Ce que « Monsieur » peut nous apprendre

L'ex-premier ministre du Québec, Jacques Parizeau, en 2009.

[CHRONIQUE]
Lorsqu’on évoque la mémoire de Jacques Parizeau, la plupart des Ontariens se souviennent d’abord de la soirée fatidique de 1995 quand le chef péquiste, qui a dévoué une vie entière à la cause souverainiste, a prononcé de douloureuses paroles qui lui mériteront l’étiquette de xénophobe. Or, Parizeau, ou « Monsieur », comme on venait à l’appeler, nous lègue aussi l’héritage d’un grand homme d’État; une personne de qui nous pouvons beaucoup apprendre.

SERGE MIVILLE
Chroniqueur invité
@Miville

Peu de gens à l’ouest de l’Outaouais se souviennent que c’est en grande partie en raison de Parizeau, le premier doctorant canadien-français de la prestigieuse London School of Economics, que le Québec a pu réussir sa Révolution tranquille. L’expansion Hydro Québec en monopole d’État, ce qui a été l’une des plus grandes réussites québécoises du XXe siècle, a été en partie l’œuvre de cet économiste qui, par son talent de négociateur et homme d’État, a réussi à convaincre les banquiers new-yorkais du bien-fondé du projet. De fait, la nationalisation de l’hydroélectricité a pu avoir lieu, et ce, sans l’argent canadien qui ne s’intéressait pas au projet. Cinquante ans plus tard, Hydro Québec demeure l’un des plus grands joyaux de cette province.

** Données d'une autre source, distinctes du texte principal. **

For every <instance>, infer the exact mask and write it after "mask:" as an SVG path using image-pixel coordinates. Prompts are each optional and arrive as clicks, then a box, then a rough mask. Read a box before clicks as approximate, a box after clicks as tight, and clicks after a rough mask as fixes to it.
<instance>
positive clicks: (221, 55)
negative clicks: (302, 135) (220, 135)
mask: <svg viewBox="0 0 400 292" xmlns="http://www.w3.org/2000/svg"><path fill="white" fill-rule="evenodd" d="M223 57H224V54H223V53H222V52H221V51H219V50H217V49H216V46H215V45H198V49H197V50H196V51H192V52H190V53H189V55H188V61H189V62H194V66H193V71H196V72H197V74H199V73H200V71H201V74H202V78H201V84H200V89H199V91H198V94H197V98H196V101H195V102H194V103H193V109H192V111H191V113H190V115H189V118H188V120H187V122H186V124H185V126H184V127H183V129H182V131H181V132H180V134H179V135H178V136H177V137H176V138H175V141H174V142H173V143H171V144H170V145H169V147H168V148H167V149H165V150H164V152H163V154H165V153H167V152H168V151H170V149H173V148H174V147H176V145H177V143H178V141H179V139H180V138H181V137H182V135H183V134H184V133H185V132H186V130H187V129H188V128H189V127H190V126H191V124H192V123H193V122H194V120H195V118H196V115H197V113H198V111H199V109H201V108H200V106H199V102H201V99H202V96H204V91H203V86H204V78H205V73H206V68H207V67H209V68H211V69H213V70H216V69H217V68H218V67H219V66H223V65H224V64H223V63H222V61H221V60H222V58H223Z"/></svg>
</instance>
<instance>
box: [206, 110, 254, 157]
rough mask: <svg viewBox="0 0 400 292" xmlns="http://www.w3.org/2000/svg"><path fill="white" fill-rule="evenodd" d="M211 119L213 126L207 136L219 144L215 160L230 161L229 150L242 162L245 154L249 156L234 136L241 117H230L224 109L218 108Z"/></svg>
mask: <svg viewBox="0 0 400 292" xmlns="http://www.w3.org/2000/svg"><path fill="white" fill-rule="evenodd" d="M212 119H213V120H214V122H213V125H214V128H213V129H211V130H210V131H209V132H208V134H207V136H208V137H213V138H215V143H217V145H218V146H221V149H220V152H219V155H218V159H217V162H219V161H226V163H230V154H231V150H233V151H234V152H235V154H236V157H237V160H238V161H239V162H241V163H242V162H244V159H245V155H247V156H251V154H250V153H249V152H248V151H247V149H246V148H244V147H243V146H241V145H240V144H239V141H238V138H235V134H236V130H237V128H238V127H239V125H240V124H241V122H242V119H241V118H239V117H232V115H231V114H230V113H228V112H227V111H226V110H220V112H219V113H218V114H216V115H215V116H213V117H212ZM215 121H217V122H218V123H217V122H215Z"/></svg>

Parizeau a d’ailleurs été l’artisan de la Caisse de dépôt et placement, l’un des plus importants fonds d’investissement au monde. Cette caisse de retraite qui existe notamment en raison de l’argent accumulé par le régime de pension du Québec a injecté des milliards de dollars dans l’économie de la province. Il fallait une personne visionnaire pour le faire. Parizeau était l’homme de la situation.

Lorsqu’il devient le ministre des finances d’un premier gouvernement souverainiste, il réussit à sécuriser un premier prêt bancaire… à Londres! Bref, Monsieur a eu une très longue carrière avec de nombreuses réussites derrière la cravate. Il a d’ailleurs sacrifié ce qui aurait pu être une prestigieuse carrière d’économiste, certains le croyaient être un candidat idéal pour la banque du Canada, afin de se dévouer à l’indépendance du Québec, un projet qui est venu à un cheveu de réaliser.

 

Des leçons pour l’Ontario

Parizeau, contrairement à un Lucien Bouchard, voyait l’État comme le levier du peuple. Il ne fallait pas atteindre les déficits zéro sur le dos des citoyens. Il ne voyait pas le peuple comme des actionnaires de l’État, comme les clients qui achètent des services. Au contraire, l’État devait travailler pour améliorer la condition de l’ensemble des citoyens.

Il aurait été horrifié si le Québec imitait l’Ontario dans son présent projet de privatisation partielle d’Hydro One. Comment l’accepter, alors que l’institution est une véritable perle pour la province? Ancré dans l’histoire depuis 1905, Hydro One a le potentiel d’être pour l’Ontario l’épine dorsale de son économie. Or, elle sera désormais à la merci d’entreprises pour qui le seul souci n’est pas le bien-être de l’ensemble des citoyens, mais bien des profits pour ses actionnaires.

Que dire d’ailleurs du projet de Régime de retraite de l’Ontario que le gouvernement Wynne cherche à cacher dans le placard dans l’espoir qu’Ottawa bonifiera le régime fédéral avant la prochaine élection provinciale? C’est un secret de polichinelle que la première ministre regrette cette promesse et qu’elle mise sur une victoire de son cousin fédéral Justin Trudeau pour lui délivrer de cet engagement. Parizeau dirait certainement que le régime ontarien devrait être créé, peu importe la décision d’Ottawa. Il permettrait notamment la création d’un important fonds de capital d’investissement pour la province, ce qui donnerait une plus grande marge de manœuvre à la province pour développer son économie.

Peu importe notre opinion sur Jacques Parizeau, il demeure qu’il était un homme d’État avec une grande vision pour son peuple. Il a mis la main dans la pâte et a bâti de nombreuses institutions alors qu’aujourd’hui, les leaders politiques s’affairent surtout à tout couper avec leur zèle néolibéral. On aurait de nombreuses leçons à tirer de « Monsieur ». Il s’agit simplement de mieux le connaître.

 

Serge Miville est candidat au doctorat en histoire à l’Université York.

Note : Les opinions exprimées dans cet article n’engagent que leurs auteur(e)s et ne sauraient refléter la position de #ONfr et du Groupe Média TFO.